Ask Joanne: Sibling Rivalry

26/05/2009 05:11 | Updated 22 May 2015

Send your parenting dilemmas in to our life coach Joanne Mallon at this address

Laura asks:

Our daughter is really envious of her younger brother and is vile to him when she comes home from school and on/off throughout the weekend.

She is a very bright, funny and warm hearted little girl but she is controlling and has a fierce temper. If she doesn't agree with either me or her Dad, she shouts louder and louder in an effort to wear us down.

Am I right in thinking she is "flexing her muscles" and this is typical 5 year old behaviour or do you think there is more to it? Some coping strategies would be great please as when she is lovely she is easy and a pleasure to spend time with but when she is angry and aggressive it is hard on all of us

Hi Laura

I think all parents of school-age children will recognise the post-school slump. That combination of low blood sugar and mental and physical tiredness means that our children's behaviour is at their worst. So from that perspective, yes it is fairly normal.

As far as coping strategies go, give her a decent snack and keep after-school activities to a minimum. Keep things very low key when she comes home from school – her brother may be ready to play, but she will probably need a rest.

Bickering between siblings is also fairly normal. I remember when my mum used to tell us off for fighting and I would respond "But he's my brother. This is what we do."

From your daughter's perspective, she's been out all day working hard at school, and it can be hard to come home to find that little brother has been having a nice time with mummy or playing with his friends. If she's the controlling type who likes to be boss, she may be struggling with being told what to do at school.
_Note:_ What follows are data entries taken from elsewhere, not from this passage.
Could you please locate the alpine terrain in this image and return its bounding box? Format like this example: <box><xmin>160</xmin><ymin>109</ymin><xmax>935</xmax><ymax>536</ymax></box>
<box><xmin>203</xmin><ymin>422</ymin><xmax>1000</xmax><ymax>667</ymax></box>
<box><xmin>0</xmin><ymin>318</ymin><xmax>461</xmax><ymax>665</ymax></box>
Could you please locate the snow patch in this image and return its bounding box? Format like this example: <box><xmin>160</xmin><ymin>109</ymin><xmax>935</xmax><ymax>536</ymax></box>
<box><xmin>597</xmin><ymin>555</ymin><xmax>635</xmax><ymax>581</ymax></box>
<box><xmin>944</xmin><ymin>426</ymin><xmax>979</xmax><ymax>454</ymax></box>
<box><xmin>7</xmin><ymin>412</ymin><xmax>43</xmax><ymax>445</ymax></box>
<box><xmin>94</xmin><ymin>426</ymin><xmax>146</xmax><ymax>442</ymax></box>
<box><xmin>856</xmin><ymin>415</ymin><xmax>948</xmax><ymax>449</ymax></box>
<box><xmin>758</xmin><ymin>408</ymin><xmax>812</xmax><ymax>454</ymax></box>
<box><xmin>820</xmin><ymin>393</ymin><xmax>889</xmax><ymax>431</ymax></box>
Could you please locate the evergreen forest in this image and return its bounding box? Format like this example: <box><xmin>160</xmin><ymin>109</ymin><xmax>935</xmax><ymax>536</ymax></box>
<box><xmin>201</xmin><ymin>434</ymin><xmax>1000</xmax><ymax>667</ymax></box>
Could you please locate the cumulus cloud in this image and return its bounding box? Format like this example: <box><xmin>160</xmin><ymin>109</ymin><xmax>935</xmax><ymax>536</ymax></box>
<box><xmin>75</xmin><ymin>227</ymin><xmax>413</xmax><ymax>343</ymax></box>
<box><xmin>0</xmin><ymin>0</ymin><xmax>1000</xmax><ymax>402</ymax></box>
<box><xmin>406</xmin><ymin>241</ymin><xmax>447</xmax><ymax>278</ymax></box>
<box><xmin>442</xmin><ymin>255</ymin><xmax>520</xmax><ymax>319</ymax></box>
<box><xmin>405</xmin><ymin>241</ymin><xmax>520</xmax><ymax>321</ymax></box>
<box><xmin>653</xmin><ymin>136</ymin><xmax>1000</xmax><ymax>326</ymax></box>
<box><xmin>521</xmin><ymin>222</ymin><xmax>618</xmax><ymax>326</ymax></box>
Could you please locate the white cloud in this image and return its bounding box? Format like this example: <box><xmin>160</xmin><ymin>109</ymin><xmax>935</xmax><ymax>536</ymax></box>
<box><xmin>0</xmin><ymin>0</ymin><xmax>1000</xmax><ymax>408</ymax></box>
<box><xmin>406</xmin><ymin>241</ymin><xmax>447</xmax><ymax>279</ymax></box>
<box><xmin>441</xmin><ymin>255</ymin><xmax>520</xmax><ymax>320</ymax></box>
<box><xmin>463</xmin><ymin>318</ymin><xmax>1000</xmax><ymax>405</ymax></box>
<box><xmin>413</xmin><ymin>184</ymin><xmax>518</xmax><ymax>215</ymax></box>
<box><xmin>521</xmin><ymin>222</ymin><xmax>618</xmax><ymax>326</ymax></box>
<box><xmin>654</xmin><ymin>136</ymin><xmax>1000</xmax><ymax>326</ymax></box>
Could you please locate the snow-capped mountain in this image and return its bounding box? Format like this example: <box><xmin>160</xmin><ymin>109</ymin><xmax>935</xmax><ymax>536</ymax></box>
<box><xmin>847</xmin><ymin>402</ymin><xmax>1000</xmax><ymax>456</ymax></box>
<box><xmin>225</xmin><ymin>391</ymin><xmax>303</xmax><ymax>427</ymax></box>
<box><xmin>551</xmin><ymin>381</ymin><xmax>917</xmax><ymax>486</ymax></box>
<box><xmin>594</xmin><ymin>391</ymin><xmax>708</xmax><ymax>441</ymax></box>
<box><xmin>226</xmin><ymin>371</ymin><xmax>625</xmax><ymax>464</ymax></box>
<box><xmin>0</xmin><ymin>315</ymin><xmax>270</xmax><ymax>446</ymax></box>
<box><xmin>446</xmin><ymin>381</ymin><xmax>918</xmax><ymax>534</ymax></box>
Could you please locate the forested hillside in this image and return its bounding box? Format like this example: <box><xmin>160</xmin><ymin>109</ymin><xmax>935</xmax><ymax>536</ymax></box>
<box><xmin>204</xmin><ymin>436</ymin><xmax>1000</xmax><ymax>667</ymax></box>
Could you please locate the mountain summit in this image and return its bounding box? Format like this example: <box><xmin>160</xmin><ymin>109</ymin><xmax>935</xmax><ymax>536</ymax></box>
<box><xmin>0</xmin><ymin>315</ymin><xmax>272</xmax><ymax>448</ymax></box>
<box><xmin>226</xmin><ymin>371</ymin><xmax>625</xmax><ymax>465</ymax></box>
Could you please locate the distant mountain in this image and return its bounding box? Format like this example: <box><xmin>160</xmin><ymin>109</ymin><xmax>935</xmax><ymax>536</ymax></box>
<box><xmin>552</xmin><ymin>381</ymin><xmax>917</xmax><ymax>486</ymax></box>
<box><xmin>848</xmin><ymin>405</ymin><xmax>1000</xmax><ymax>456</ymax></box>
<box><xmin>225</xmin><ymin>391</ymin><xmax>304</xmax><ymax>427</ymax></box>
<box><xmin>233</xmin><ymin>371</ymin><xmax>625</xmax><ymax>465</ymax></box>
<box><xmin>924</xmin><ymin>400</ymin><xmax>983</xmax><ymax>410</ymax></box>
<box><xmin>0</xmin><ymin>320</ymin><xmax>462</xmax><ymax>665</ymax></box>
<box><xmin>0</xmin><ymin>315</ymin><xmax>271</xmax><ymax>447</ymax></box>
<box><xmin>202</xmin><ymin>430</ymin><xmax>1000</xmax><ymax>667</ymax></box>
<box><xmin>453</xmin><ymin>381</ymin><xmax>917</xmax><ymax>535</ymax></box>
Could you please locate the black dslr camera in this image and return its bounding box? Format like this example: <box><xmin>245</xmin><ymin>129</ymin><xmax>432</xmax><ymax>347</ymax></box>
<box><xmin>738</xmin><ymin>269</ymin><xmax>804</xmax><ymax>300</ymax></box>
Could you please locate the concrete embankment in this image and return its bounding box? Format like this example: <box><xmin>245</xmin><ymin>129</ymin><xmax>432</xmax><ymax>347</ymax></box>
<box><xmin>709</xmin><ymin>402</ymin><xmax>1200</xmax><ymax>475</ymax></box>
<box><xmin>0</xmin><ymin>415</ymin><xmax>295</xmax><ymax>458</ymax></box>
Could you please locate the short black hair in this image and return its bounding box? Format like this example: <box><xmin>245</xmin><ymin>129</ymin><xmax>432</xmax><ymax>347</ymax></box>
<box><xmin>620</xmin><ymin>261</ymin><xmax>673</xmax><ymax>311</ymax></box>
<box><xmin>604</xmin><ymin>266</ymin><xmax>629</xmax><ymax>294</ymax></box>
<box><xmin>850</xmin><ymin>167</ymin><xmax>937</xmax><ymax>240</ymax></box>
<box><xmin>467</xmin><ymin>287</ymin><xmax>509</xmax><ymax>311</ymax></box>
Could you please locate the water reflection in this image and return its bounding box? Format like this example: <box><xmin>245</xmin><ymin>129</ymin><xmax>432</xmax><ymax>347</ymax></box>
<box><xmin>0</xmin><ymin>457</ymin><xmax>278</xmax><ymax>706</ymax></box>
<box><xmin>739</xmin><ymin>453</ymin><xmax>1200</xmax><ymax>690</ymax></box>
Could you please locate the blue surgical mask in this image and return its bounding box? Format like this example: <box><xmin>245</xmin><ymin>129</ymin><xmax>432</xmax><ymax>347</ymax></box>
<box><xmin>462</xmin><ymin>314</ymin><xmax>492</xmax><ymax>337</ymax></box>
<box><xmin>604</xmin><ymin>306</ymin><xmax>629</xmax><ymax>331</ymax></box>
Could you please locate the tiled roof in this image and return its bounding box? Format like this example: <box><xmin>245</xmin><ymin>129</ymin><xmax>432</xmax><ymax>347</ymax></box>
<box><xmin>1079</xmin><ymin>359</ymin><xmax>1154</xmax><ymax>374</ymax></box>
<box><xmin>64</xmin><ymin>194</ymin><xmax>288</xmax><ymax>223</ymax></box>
Yes, she is pushing you. Often children remind themselves that boundaries are still there by kicking out against them.

I would start a sticker chart, being very clear about what you expect from her. So not just a vague "Be good", tell her exactly what this involves - talking, not shouting, for example.

Make a big fuss when she behaves well. It sounds like she has lots of good qualities, so help her to bring them out. Let her be in control occasionally – maybe she could choose a weekend family outing.